A kitewing is a wing-shaped sail designed to use wind power to provide speed and lift to riders in outdoor environments. It can be used on a number of different surfaces when paired with the appropriate vehicle, including skis, snowboards, and roller skates.

Description

A kitewing differs from a sports kite or traction kite in that a kitewing does not have a separate control system (see kite control systems). Instead, a kitewing is held directly in the hands of the user, which provides control, stability and depower. In addition, a kitewing does not have lines to tangle, and can be manoeuvred easily to perform a wide variety of tricks, turns and fast speeds.
 
This additional control also makes a kitewing safer to use. The instant depower reduces the risk of riders being overrun in strong gusts, and the proximity of the kitewing to the rider makes it safer for other users of the space as there is no risk of injury from kite lines.
 
A Kitewing can be used in varied wind ranges. For initial learning only a small space and low wind speeds are required to allow riders to familiarise themselves with the Kitewing assembly and handling characteristics.
 
In the correct wind conditions an experienced rider can reach speeds up to 90 km/hour.
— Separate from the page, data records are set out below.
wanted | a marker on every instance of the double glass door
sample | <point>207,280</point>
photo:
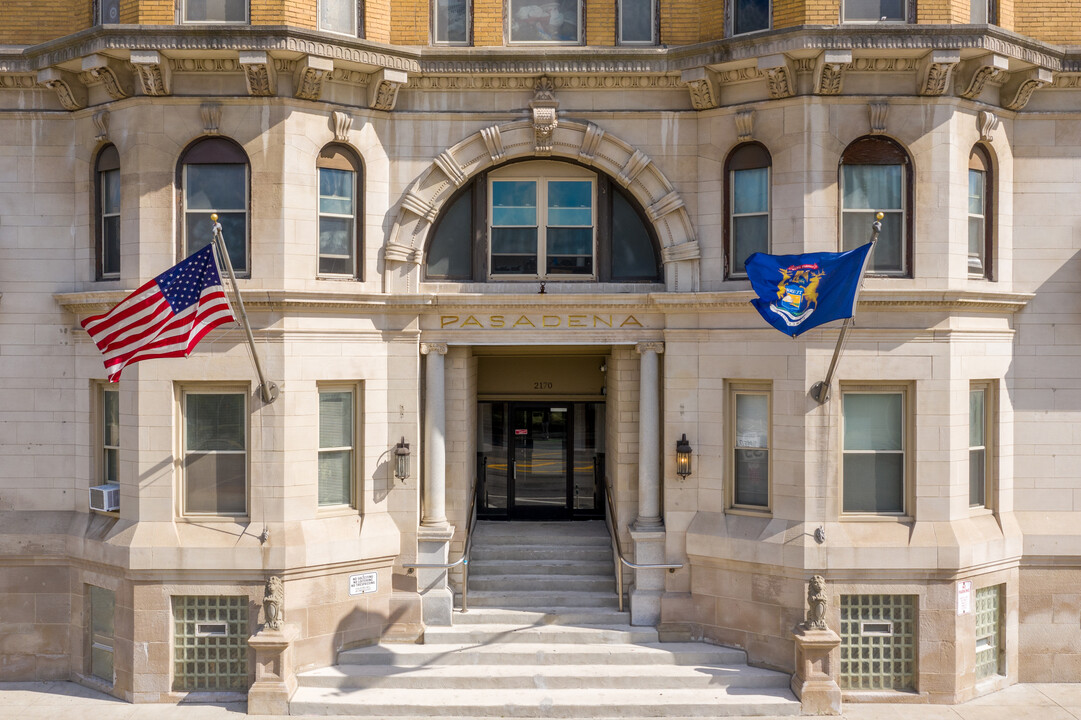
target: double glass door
<point>541,460</point>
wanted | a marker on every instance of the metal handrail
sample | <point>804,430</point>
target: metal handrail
<point>618,547</point>
<point>464,560</point>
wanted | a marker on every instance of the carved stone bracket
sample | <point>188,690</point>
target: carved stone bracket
<point>702,83</point>
<point>154,72</point>
<point>211,114</point>
<point>102,123</point>
<point>974,75</point>
<point>70,92</point>
<point>383,89</point>
<point>745,125</point>
<point>779,75</point>
<point>878,112</point>
<point>545,119</point>
<point>829,71</point>
<point>311,71</point>
<point>111,72</point>
<point>935,71</point>
<point>986,121</point>
<point>259,74</point>
<point>1019,88</point>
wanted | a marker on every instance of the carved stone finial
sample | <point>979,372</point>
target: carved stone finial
<point>878,114</point>
<point>274,599</point>
<point>816,604</point>
<point>986,121</point>
<point>212,117</point>
<point>342,123</point>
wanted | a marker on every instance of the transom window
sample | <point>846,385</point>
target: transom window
<point>555,22</point>
<point>542,226</point>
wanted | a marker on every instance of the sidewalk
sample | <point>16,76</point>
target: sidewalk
<point>66,701</point>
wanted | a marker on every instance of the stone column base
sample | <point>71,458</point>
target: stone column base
<point>275,676</point>
<point>817,669</point>
<point>437,600</point>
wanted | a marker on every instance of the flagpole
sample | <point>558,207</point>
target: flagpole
<point>267,389</point>
<point>821,390</point>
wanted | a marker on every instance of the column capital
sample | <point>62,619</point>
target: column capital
<point>428,348</point>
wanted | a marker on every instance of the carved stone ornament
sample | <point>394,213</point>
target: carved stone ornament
<point>383,89</point>
<point>69,91</point>
<point>545,120</point>
<point>211,114</point>
<point>342,123</point>
<point>829,71</point>
<point>986,121</point>
<point>935,71</point>
<point>274,601</point>
<point>102,123</point>
<point>702,83</point>
<point>878,112</point>
<point>745,125</point>
<point>259,72</point>
<point>816,604</point>
<point>151,68</point>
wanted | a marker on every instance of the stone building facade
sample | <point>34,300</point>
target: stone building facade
<point>453,221</point>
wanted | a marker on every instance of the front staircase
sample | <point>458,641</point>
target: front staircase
<point>543,638</point>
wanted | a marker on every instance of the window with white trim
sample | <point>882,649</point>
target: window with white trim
<point>337,441</point>
<point>558,22</point>
<point>875,441</point>
<point>214,11</point>
<point>451,22</point>
<point>215,452</point>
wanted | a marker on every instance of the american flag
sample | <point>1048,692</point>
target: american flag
<point>165,318</point>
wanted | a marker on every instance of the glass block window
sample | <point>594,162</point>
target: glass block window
<point>878,642</point>
<point>989,645</point>
<point>210,643</point>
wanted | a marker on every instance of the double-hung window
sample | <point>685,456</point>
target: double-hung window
<point>450,22</point>
<point>336,445</point>
<point>215,452</point>
<point>637,26</point>
<point>873,466</point>
<point>214,11</point>
<point>749,442</point>
<point>543,226</point>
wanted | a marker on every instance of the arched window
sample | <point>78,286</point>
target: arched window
<point>876,175</point>
<point>747,186</point>
<point>107,214</point>
<point>542,221</point>
<point>981,216</point>
<point>341,181</point>
<point>213,177</point>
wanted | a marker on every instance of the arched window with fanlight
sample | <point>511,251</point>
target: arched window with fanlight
<point>747,185</point>
<point>542,221</point>
<point>214,177</point>
<point>876,175</point>
<point>981,214</point>
<point>341,182</point>
<point>107,214</point>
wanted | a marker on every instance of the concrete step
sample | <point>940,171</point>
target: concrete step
<point>590,703</point>
<point>537,654</point>
<point>551,677</point>
<point>541,634</point>
<point>526,584</point>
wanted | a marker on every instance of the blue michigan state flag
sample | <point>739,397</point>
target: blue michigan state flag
<point>799,292</point>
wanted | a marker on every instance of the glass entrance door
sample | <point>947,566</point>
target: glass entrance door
<point>539,460</point>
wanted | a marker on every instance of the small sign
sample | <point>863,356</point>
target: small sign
<point>963,597</point>
<point>363,583</point>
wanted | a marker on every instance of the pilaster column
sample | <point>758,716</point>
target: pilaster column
<point>434,506</point>
<point>649,437</point>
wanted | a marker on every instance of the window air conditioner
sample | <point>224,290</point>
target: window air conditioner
<point>105,497</point>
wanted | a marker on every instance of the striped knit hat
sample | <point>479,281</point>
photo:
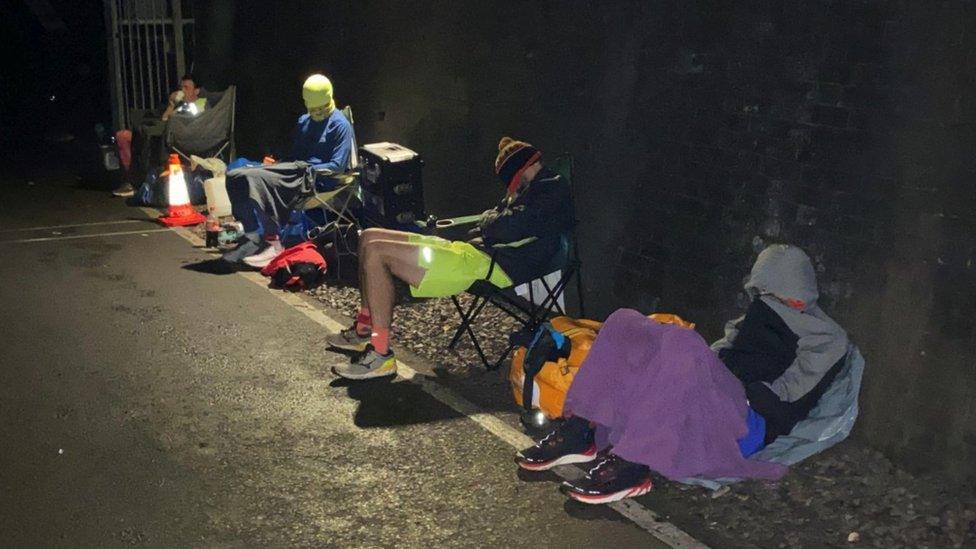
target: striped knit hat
<point>514,157</point>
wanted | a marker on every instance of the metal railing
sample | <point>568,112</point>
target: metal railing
<point>146,53</point>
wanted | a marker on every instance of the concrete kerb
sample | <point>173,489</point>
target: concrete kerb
<point>422,376</point>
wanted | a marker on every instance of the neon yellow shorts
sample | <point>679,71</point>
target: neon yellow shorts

Some very experienced riders can perform controlled jumps of up to 500 meters (on declining terrain) or perform jump turns and other advanced manoeuvres.

Types and sizes

A small kitewing can provide improved manoeuvrability and increased speed in strong  wind conditions. It is also better suited to learning. A larger version is preferable for use on sand, grass or other surfaces with high friction.

Safety

A Kitewing rider can sustain injuries from a fall so the appropriate safety gear should be worn depending on the terrain.
It is important to remember that a kitewing should always be used with caution, in clear safe areas, and with the proper safety equipment. Typical safety equipment are helmets and safety leash especially designed for kitewing riders. On land ice or snow, serious riders use a full set of knee and elbow pads, wrist guards and a back harness as well.